Kowloon arts hub to debut with Cantonese opera
Cantonese Opera married with contemporary visual arts and new media will be the theme of the first cultural event by the arts hub authority.
Michael Lynch, chief executive of the West Kowloon Cultural District, said the centre's first cultural programme, as a blend of traditional and contemporary art, 'gives some sense of what the future West Kowloon will look like'.
The performances and exhibitions will be held from January 20-23 in the 800-seat West Kowloon Bamboo Theatre, which will be erected on the site of the arts hub's Xiqu Centre, pending approval by the Town Planning Board.
The city's main venue for traditional opera, the Sunbeam Theatre in North Point, closes in February after 40 years. That has led to calls for the arts hub to get the Xiqu Centre up and running quickly. It is scheduled to be ready between 2015 and 2017.

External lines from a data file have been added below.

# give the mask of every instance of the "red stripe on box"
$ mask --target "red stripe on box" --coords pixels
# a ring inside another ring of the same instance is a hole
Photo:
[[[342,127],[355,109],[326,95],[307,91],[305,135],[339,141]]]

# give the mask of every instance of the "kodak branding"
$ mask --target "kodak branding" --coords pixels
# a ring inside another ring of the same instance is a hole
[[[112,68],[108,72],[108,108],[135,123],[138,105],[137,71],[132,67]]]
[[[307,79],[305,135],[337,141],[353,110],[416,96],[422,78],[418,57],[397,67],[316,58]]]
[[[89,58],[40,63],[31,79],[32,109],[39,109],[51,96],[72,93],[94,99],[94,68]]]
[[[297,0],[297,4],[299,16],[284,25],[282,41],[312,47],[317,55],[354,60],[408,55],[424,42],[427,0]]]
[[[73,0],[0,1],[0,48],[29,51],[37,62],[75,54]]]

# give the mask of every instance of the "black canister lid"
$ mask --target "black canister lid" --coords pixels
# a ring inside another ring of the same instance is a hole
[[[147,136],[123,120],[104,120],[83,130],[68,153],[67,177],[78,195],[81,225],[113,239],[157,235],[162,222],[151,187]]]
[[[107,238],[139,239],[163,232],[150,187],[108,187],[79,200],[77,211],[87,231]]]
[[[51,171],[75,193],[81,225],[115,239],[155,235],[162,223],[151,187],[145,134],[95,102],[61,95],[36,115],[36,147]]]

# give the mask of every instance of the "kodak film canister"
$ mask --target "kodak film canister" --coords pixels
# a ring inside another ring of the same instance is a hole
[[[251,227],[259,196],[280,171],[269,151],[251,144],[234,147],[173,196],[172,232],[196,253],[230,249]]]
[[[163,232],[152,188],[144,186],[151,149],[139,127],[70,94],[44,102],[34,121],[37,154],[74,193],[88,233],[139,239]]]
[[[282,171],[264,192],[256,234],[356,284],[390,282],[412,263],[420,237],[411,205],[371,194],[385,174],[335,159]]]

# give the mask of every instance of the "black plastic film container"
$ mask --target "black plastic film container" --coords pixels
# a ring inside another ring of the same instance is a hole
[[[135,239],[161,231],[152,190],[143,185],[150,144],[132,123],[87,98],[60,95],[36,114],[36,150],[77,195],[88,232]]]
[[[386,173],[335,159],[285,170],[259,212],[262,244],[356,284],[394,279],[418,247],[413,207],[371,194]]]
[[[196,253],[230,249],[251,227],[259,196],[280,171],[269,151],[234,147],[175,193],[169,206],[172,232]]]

Lynch said the performances would welcome the start of the Year of the Dragon on January 23 and pay tribute to local culture, with five operas starring some of Hong Kong's A-list artists - including Law Ka-ying, Yuen Siu-fai, Ng Chin-fung and Wan Fai-yin.
The five productions to be staged over the four days are Prime Minister of Six States, Contention for the Seal, The Lady Marshal and the Rash General, The Fair Couples Welcome the New Year, and The Sassy Princess and Her Blunt Husband.
Tickets will be HK$10 each, a low price that Lynch intends as a welcome gift to city residents, not an indicator of prices in the future. An English synopsis of each production will be provided at the site.
The authority declined to disclose the budget for the event, but it was estimated that artists' fees and the construction of the bamboo theatre and footpaths could cost more than HK$1 million.
Louis Yu Kwok-lit, the arts hub's executive director for performing arts, expects the event to draw more than 10,000 visitors. Yu said more cultural programmes would be staged next year. Design competitions for certain venues will also take place next year.
Cantonese opera artists were thrilled by the opportunity to perform in West Kowloon, said Liza Wang, chairwoman of the Chinese Artist Association of Hong Kong.
The art form was recognised in 2009 by Unesco as intangible cultural heritage.
'It's been a long time since Hong Kong has had a bamboo theatre erected in the city centre,' Wang said. 'And because Sunbeam Theatre will close soon, we hope the Xiqu Centre will be completed soon.'
Five contemporary artists who work or live in Hong Kong, including the 86-year-old Gaylord Chan, painter Chu Hing-wah and photographer Michael Wolf, will create visual art for an exhibition at the bamboo theatre. Composer and multimedia artist Samson Young and new media artist Henry Chu are working on an iPhone/ iPad app, drawing sound and visual references from Cantonese opera.